Environment configs are the reusable place to bind evaluator-specific inputs. Use multiple environment YAML files when the same evaluator should be run with different datasets, fidelity levels, simulator arguments, case suites, or metric extraction settings.

For example, these are separate environment configs rather than different OptPilot study concepts:

user_catalog/environments/my_benchmark/
  environment_small.yaml
  environment_large.yaml
  evaluator.py
  assets/

Both files can point to the same evaluator but use different evaluator.settings. The study then chooses which environment variant to run.

When an environment needs to evaluate several internal cases for one candidate, implement that loop inside the evaluator or a custom adapter. The evaluator still returns one OptPilot result with metric values, output files, records, and event summary. If per-case details matter, write them as configured records or outputFiles so they appear in evidence.

Launchable Interfaces

Reusable environments, methods, and resources can optionally declare a small frontend or graphical helper with an interface block. Studio shows Launch Interface for catalog entries that include this block.

When launched, Studio copies the catalog folder into an editable draft workspace, starts the command inside that workspace's container runtime, and opens the configured port in the Preview panel.

interface:
  label: Demo UI
  description: Optional short note shown in Studio.
  command: [python, -m, http.server, "5173", --bind, 0.0.0.0]
  port: 5173
  cwd: .
  env:
    APP_MODE: demo
  extraPorts: [8000]
  readyPath: /
  readyTimeoutSeconds: 60

Use command for the long-running frontend process and port for the main browser port.

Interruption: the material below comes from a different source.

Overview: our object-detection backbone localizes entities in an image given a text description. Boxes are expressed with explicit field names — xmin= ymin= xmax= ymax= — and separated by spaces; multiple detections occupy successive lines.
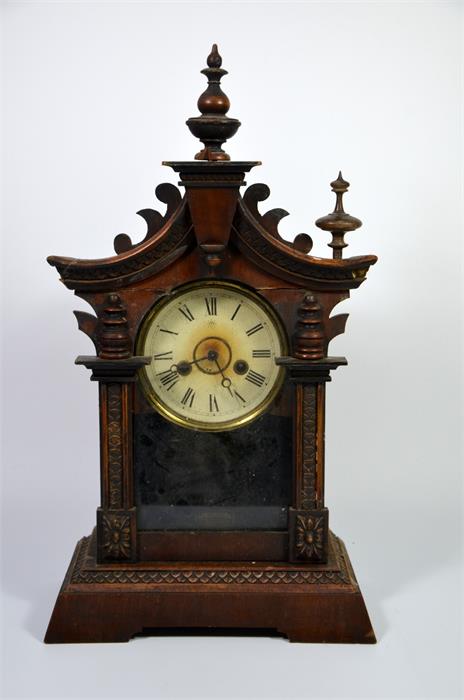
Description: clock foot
xmin=45 ymin=533 xmax=375 ymax=644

The command should bind to 0.0.0.0 inside the workspace runtime so Studio can proxy it. cwd is relative to the copied workspace root. extraPorts is only needed when the frontend calls another local backend port through the same Preview session. readyPath is the HTTP path Studio probes before showing the preview, and readyTimeoutSeconds controls how long launch waits for first-time installs or builds.

Resources can declare the same block in an optional optpilot.resource.yaml file at the resource root:

apiVersion: optpilot.io/v1
config: resource
id: devs-display-generator
name: DEVS Display Generator
tags: [simulation, frontend]

interface:
  command: [python, -m, http.server, "5173", --bind, 0.0.0.0]
  port: 5173

JSON Schema Files

The canonical schemas live in:

src/optpilot/schemas/environment.schema.json
src/optpilot/schemas/method.schema.json
src/optpilot/schemas/resource.schema.json
src/optpilot/schemas/study.schema.json
src/optpilot/schemas/defs/

The Python validator loads these packaged files, so schema validation is the same in the CLI, UI, and tests.